Carl Harris, chairman of the National Association of Home Builders (NAHB) and a custom home builder from Wichita, Kan., issued the following statement after President Trump announced a delay of the proposed tariffs on products from Canada and Mexico:
“We commend President Trump for reaching an agreement with Canada and Mexico to delay the proposed tariffs, avoiding additional strain on a housing market already facing affordability challenges. Stability and certainty are essential for American businesses, consumers, and the strength of our economy. We urge all parties to remain committed to productive dialogue to prevent new tariffs on construction materials critical to housing our nation.”
Harris made an earlier announcement on February 1st after President Trump announced an across-the-board tariff of 25% on Canadian and Mexican goods coming into the United States:
“On President Trump’s first day in office, he issued an executive order directing departments and agencies to deliver emergency price relief by pursuing actions to lower the cost of housing and increase housing supply.
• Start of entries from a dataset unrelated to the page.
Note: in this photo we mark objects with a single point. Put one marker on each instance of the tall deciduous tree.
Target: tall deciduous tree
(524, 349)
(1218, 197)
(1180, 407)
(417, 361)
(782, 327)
This move to raise tariffs by 25% on Canadian and Mexican goods will have the opposite effect. More than 70% of the imports of two essential materials that home builders rely on — softwood lumber and gypsum (used for drywall) — come from Canada and Mexico, respectively.
“Tariffs on lumber and other building materials increase the cost of construction and discourage new development, and consumers end up paying for the tariffs in the form of higher home prices. NAHB urges the administration to reconsider this action on tariffs and we will continue to work with policymakers to eliminate barriers that make housing more costly and prevent builders from boosting housing production.”
On behalf of the National Electrical Contractors Association (NECA), NECA Chief Executive Officer David Long comments on the recent tariffs implemented by President Trump:
“On behalf of our 4,000 contractors across America, we commend President Trump on his efforts focusing on the many major challenges facing our nation, including our immigration system and the devastating impact of fentanyl on our communities across America.
“As the Trump administration takes action to address that issue in the form of trade between Canada and Mexico, we urge the administration to consider exclusions for essential equipment and supplies while ensuring a swift resolution that recognizes the deeply interconnected relationship the electrical contracting industry has and how it connects contractors and our customers across the U.S., Mexico, and Canada.
“NECA will continue working closely with the Trump administration to protect the ability of our contractors to keep delivering power and electricity to communities across America. By doing so, we can maintain our nation’s energy advantage, support American jobs, and ensure a strong and reliable electrical infrastructure for the future.”
Meanwhile, the National Association of Manufacturers (NAM) President and CEO Jay Timmons released the following statement on February 1, before the tariffs were delayed:
“Manufacturers understand the need to deal with any sort of crisis that involves illicit drugs crossing our border, and we hope the three countries can come together quickly to confront this challenge.
“At the same time, protecting manufacturing gains that have come from our strong North American partnership is vital. The success of President Trump’s landmark trade agreement, the United States-Mexico-Canada Agreement, has strengthened North American supply chains and bolstered economic power across the region, boosting jobs, wages and investments here in the United States.
“Thanks to this agreement, one-third of critical U.S. manufacturing inputs now come from Canada or Mexico, rather than from competitors like China that often engage in unfair trade practices.
“However, with essential tax reforms left on the cutting room floor by the last Congress and the Biden administration, manufacturers are already facing mounting cost pressures. A 25% tariff on Canada and Mexico threatens to upend the very supply chains that have made U.S. manufacturing more competitive globally. The ripple effects will be severe, particularly for small and medium-sized manufacturers that lack the flexibility and capital to rapidly find alternative suppliers or absorb skyrocketing energy costs. These businesses—employing millions of American workers—will face significant disruptions. Ultimately, manufacturers will bear the brunt of these tariffs, undermining our ability to sell our products at a competitive price and putting American jobs at risk.
“We stand ready to work with President Trump to ensure a trade strategy that reinforces American strength—holding bad actors accountable while preserving the gains of the successful USMCA and advancing policies that sustain manufacturing growth here at home.”